Rispetto agli enti dello Stato le aziende del Servizio sanitario regionale si caratterizzano per una pluralità di amministrazioni con datori di lavoro diversi anche nella stessa provincia. Sopprimere, come di fatto sta avvenendo, l’istituto della mobilità renderebbe ancor più frustrante e pericoloso (si pensi ad un turnista che dopo dieci ore di notte si debba fare 60 Km per ritornare a casa!) il lavoro incentivando meccanismi di compensazione per ridurre costi e fatica degli spostamenti. Con il blocco della mobilità interregionale, inoltre, si determinerebbe un aumento dello stato disoccupazione anche nelle regioni cosidette virtuose perché i neolaureati avrebbero meno chance di trovare posto in quanto il venir meno della mobilità comporterebbe il blocco del flusso di rientro dei colleghi provenienti dalle regioni soggette a blocco del turn over.

Inoltre il blocco della mobilità – blocco di fatto perché le aziende tendono se gli è data la possibilità a non concedere il nulla osta per evitare la sostituzione di chi è già in servizio – nel comparto pubblico ha già una durata di 5 anni dall’immissione in ruolo quale garanzia per le aziende che hanno espletato le procedure concorsuali. Infatti, l’art. 35 del dlgs 165/2001 al comma 5 bis prevede: “i vincitori dei concorsi devono permanere nella sede di prima destinazione per un periodo non inferiore a cinque anni. La presente disposizione costituisce norma non derogabile dai contratti collettivi.”
Ora, pur non avendo mai chiarito la Funzione Pubblica, anche se interpellata più volte, se per “vincitori dei concorsi” si debbano intendere tutti gli idonei posti in graduatoria utile e non solo i vincitori dei posti messi a bando e se tale norma possa essere rivendicata dal lavoratore in caso di ordine di spostamento di sede, riteniamo che i 5 anni previsti siano un tempo congruo e determinato e che non sia corretto estendere all’infinto l’obbligo di permanenza nell’azienda presso cui si è vinto il posto di ruolo. Così facendo ci sembra, a questo punto, che l’istituto della mobilità, con l’obbligo di nulla osta da parte dell’amministrazione cedente, sia svuotato di senso e inutile se considerato dalla parte del lavoratore.
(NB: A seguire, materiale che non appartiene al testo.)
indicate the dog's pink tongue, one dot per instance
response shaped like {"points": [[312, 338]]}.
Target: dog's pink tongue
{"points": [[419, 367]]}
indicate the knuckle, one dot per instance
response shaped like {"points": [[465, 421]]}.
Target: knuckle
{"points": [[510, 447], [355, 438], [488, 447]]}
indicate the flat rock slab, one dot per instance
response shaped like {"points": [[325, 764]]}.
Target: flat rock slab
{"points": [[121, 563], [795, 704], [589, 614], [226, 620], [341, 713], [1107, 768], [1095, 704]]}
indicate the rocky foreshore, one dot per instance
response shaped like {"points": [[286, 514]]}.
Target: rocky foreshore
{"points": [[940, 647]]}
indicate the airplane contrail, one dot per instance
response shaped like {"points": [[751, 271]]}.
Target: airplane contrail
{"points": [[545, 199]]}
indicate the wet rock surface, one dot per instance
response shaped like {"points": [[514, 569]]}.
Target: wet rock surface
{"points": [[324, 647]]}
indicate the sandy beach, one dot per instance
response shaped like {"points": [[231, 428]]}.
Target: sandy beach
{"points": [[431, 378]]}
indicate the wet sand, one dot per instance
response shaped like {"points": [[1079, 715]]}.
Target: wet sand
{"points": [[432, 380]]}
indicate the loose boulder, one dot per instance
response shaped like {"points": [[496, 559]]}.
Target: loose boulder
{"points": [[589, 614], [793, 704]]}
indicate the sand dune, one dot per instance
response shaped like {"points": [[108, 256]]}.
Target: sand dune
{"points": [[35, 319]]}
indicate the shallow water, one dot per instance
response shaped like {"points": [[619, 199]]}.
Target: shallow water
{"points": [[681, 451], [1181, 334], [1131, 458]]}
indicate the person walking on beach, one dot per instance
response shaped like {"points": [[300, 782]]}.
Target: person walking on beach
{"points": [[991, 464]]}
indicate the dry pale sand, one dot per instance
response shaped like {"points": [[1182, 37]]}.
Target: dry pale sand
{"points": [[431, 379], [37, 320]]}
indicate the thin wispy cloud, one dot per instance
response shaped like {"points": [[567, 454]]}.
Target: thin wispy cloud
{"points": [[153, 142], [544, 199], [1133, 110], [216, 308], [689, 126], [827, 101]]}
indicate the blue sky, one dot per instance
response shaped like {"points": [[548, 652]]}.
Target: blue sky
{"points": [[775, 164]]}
L’attuale situazione per l’impiego infermieristico prevede: concorsi fuori provincia o fuori regione, costi non indifferenti per sostenere le pre selezioni e le prove, alta disoccupazione con migliaia di partecipanti ai concorsi per pochi posti, costi a carico del dipendente per l’affitto di una casa vicino al posto di lavoro o, in alternativa, costi cospicui di benzina e tempo per andare e tornare da casa, stipendi fermi al 2009, indennità da fame, frustrazione e insofferenza massima, situazioni di sfruttamento per coprire carenze d’organico o attività di altre figure, peggioramento dello stato di salute dei lavoratori a causa dell’usura e dell’invecchiamento delle dotazioni organiche.

Con il blocco della mobilità tutto sembra peggiorare e trattenere un dipendente frustrato nelle sue aspettative legittime può risultare un incentivo a comportamenti di assenteismo opportunistico che la Pubblica Amministrazione dovrebbe cercare di evitare. Il suggerimento che, come Nursind, ci sentiamo di avanzare è di proporre un emendamento alla legge che preveda che all’art.4 delle legge 114/2014 comma 1 al termine del primo periodo siano abrogate le parole “previo assenso dell'amministrazione di appartenenza”.